When I was growing up, one of our family traditions was a trip to our local pumpkin patch. I always loved trying to find the best pumpkin, or at least one better than my brother’s. It was even more exciting when I found a pumpkin attached to a vine. This meant I could take my jackknife out of its holster and use it to cut the vine.
After finding the perfect pumpkin, we ventured into the store to buy caramel apples, homemade apple pies, and apple cider.
After a couple of hours, we jumped back into the family station wagon and headed home. Back in those days, there were no bounce houses, corn mazes, haunted houses, or pumpkin cannons. Just a good old-fashioned farm.
Fast forward to today. Many pumpkin farms are major attractions that draw people from near and far on a nice sunny day, especially when the favorite football team has a bye. If you’re taking your kids or grandkids to a pumpkin farm for the first time, here are some tips you may find helpful.
1. Research. If you’re going to a pumpkin farm for the first time, do your research. Visit the website to find out:
- What activities are available;
- Food options;
- Admission and parking fees; and
- Hours of operation.
I remember taking my kids to a pumpkin farm when we were a young family. It was so expensive that instead of enjoying the day, I worried about the money spent and not having enough.
2. Encourage your kids to walk. I know this can be difficult because before you can utter the words, they’re gone. Their excitement is too much to contain. Keep in mind that during the year farming operations occur. The ground can be very uneven due to the heavy farming equipment. The uneven terrain, along with corn stalks and pumpkin vines, could trip them along the way. While you’d never expect a broken wrist or a twisted ankle at a pumpkin farm, it’s certainly possible.
3. Discuss parking lot safety. The bigger the farm, the more traffic and parking headaches you’ll encounter.
4. Wash your hands. Some of the larger farms have portable bathrooms with hand-washing stations nearby.
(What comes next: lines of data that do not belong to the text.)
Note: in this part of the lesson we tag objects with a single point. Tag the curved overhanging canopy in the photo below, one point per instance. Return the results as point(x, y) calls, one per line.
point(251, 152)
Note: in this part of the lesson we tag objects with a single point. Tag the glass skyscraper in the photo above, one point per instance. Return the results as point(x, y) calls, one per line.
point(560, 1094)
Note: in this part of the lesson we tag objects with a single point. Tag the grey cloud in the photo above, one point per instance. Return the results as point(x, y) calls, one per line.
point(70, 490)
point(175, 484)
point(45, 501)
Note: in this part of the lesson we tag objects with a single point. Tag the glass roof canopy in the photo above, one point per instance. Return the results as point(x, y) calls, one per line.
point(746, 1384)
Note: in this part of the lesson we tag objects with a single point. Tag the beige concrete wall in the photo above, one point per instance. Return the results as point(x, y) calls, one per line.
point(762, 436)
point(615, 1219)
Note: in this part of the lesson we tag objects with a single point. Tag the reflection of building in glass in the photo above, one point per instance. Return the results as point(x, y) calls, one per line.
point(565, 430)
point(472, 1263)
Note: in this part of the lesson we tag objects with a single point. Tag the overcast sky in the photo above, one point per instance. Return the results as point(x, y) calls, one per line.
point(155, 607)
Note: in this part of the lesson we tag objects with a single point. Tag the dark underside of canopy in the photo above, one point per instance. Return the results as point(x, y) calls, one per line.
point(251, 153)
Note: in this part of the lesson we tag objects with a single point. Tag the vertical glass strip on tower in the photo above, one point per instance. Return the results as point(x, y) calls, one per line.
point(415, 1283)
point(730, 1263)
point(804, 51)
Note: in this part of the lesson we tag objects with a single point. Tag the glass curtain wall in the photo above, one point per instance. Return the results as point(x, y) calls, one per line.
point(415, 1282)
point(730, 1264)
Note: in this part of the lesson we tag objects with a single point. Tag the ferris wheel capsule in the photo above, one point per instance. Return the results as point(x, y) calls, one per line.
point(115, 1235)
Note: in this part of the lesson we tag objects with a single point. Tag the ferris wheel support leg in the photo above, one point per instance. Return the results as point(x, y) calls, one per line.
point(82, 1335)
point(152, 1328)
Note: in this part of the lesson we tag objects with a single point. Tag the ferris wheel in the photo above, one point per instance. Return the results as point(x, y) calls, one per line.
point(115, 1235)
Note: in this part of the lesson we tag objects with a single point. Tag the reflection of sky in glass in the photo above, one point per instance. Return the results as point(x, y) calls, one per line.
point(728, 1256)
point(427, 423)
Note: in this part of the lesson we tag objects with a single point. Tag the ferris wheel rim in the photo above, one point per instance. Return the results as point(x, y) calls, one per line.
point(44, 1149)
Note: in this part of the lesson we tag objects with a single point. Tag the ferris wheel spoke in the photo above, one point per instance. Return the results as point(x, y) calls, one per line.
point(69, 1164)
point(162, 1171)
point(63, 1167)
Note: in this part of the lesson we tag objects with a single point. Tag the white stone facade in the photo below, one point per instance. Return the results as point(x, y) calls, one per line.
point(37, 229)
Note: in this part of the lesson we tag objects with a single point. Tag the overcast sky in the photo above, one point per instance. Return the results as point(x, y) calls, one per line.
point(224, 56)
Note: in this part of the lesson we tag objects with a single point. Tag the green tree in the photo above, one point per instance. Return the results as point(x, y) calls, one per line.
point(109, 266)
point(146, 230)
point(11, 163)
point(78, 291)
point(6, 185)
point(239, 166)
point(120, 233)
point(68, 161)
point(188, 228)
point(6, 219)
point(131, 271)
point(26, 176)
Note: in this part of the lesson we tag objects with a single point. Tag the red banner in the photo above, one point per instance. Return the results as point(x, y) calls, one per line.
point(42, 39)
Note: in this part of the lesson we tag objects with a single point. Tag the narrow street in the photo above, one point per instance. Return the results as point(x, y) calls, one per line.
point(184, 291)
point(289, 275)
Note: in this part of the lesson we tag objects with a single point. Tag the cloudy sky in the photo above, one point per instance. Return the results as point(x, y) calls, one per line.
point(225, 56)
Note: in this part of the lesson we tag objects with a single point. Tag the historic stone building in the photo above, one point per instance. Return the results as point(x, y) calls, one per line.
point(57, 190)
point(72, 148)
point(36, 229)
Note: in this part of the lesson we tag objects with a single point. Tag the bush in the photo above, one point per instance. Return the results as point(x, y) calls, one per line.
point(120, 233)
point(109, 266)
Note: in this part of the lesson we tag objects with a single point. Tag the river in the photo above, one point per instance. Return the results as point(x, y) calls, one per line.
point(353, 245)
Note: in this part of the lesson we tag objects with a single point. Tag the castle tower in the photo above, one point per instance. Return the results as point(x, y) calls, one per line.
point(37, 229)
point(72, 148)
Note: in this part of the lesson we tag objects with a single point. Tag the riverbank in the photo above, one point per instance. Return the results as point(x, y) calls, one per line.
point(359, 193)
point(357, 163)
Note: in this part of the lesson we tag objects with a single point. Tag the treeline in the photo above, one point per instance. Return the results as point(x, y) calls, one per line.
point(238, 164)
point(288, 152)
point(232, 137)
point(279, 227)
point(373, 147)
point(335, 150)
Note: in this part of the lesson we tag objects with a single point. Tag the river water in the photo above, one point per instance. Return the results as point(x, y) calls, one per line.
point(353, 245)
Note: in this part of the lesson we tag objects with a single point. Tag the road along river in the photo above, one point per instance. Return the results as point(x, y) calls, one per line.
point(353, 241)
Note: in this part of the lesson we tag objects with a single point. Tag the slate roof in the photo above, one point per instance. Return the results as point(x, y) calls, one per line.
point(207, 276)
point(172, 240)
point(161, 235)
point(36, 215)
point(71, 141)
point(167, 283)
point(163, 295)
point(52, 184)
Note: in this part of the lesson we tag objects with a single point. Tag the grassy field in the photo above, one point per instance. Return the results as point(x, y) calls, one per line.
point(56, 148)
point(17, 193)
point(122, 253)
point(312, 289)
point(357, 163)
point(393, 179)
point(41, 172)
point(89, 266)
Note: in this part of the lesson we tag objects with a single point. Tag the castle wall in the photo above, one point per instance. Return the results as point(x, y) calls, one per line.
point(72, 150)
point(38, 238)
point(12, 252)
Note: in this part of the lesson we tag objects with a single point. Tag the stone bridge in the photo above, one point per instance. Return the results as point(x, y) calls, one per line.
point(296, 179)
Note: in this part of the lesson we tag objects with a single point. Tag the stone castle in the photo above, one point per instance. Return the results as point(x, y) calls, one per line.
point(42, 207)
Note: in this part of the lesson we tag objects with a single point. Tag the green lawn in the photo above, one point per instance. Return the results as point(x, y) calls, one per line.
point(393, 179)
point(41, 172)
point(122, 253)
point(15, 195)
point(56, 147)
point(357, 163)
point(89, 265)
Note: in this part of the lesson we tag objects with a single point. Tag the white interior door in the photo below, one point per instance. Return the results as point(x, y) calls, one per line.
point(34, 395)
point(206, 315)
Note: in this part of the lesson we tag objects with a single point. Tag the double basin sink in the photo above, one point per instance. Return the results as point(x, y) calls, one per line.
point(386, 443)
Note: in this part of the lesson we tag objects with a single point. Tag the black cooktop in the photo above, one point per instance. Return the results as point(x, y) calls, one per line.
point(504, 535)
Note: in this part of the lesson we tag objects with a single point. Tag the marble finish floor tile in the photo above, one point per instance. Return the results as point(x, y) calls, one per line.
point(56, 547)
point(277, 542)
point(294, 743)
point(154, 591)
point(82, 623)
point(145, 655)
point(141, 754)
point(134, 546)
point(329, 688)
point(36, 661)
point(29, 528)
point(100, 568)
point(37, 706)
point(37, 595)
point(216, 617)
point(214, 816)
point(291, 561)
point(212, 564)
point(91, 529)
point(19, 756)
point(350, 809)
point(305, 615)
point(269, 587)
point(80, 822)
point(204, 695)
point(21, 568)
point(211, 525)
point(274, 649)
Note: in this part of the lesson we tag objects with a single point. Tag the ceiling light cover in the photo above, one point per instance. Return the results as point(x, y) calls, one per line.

These stations are great after feeding the goats and before enjoying a picnic lunch. If you don’t know that the farm has hand-washing stations, bring hand sanitizer.
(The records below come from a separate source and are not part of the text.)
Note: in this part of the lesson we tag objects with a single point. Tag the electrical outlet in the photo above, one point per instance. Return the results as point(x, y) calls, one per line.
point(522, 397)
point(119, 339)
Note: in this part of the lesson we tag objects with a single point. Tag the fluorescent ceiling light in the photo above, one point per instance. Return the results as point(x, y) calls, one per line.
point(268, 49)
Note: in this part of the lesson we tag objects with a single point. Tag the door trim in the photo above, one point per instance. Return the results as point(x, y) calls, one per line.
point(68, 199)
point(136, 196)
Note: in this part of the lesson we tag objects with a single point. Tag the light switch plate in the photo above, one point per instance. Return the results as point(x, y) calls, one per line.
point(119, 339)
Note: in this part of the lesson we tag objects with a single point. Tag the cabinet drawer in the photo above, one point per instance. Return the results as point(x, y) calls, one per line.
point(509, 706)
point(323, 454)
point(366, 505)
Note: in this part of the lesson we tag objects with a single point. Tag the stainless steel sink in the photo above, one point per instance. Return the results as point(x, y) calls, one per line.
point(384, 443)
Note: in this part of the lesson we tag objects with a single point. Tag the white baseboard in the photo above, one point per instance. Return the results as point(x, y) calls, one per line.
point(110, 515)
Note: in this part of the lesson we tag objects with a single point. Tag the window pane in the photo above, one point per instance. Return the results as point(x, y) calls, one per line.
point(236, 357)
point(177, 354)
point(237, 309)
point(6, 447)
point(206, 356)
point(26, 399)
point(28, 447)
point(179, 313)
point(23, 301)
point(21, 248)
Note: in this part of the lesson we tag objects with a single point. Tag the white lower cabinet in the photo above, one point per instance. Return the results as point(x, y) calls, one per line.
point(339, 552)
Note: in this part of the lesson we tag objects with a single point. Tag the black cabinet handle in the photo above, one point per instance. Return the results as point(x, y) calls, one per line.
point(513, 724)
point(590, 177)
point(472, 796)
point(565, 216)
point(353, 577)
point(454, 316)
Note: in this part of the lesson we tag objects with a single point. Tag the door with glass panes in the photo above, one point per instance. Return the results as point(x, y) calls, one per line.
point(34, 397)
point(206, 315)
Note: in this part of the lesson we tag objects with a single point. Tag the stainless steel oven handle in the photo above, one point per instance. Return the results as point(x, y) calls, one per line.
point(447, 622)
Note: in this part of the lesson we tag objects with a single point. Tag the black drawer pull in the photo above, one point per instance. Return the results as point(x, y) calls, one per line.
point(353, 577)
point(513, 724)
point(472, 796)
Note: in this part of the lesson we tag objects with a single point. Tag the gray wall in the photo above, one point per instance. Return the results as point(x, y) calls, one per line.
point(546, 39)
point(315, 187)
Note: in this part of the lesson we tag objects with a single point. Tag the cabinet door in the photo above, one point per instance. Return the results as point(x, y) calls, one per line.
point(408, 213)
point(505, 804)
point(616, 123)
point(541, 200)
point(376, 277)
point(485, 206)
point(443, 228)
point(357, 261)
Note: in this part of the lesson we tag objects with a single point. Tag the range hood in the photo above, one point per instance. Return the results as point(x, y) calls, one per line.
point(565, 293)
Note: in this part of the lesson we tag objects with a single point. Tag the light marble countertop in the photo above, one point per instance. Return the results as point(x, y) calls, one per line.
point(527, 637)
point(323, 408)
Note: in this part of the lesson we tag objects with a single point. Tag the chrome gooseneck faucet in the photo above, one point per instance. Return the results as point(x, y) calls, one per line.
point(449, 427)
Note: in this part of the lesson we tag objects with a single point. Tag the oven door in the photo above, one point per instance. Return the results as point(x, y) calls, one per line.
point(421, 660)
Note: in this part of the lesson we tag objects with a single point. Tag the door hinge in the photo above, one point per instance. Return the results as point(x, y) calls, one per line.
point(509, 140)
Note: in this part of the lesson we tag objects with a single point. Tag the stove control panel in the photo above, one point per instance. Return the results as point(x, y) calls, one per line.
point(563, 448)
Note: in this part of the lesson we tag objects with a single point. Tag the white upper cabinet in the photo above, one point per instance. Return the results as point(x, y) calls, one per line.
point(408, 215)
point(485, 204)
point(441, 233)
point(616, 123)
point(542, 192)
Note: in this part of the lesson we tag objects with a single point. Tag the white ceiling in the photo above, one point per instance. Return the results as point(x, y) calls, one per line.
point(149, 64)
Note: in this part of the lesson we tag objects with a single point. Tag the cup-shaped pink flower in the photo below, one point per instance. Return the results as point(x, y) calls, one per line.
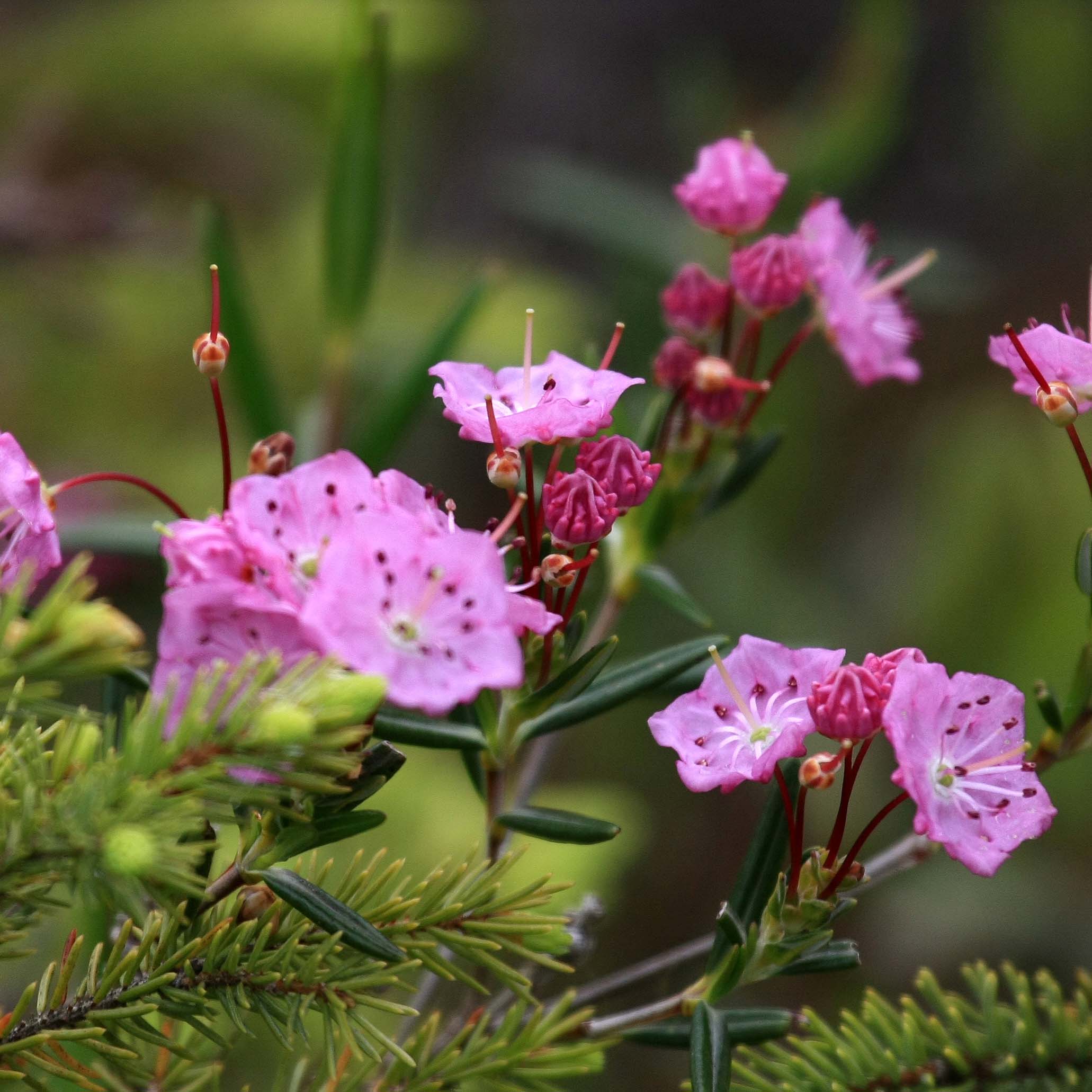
point(557, 400)
point(577, 509)
point(1062, 357)
point(724, 734)
point(695, 303)
point(960, 747)
point(675, 363)
point(863, 315)
point(429, 613)
point(621, 468)
point(28, 530)
point(733, 187)
point(770, 274)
5. Don’t forget the cash. If you’re like me, the only thing you have in your purse or wallet are receipts. I never carry cash because I use my debit card for everything. Keep in mind, however, that smaller farms may only accept cash.
6. Apply sunscreen. A nice fall day can still be warm and sunny.
7. Wear the appropriate shoes and clothes. As I mentioned, today’s farms offer so many different activities, like hay bales to climb, zip lines, pony rides, and corn mazes. Jeans and long-sleeved shirts can help prevent cuts and scrapes. As for shoes, close-toed shoes are the best option. Again, these working farms have fields, gravel paths, and uneven ground. I remember my daughter once insisted on wearing flip-flops. It makes for an interesting time when the flip-flop breaks.
8. Pack plenty of water and light snacks. Hydration is always important when spending time outdoors.
9. Be patient and respectful. While everyone is there to have a good time, it’s possible someone may skip ahead of you in line, the person behind the counter is working slowly, or someone bumps you and you spill your soda. Take a deep breath and think about what’s important.
10. Don’t forget to enjoy yourself. Take plenty of pictures and enjoy the time with your family and friends. Some of my favorite pictures are of my family at our local pumpkin farm.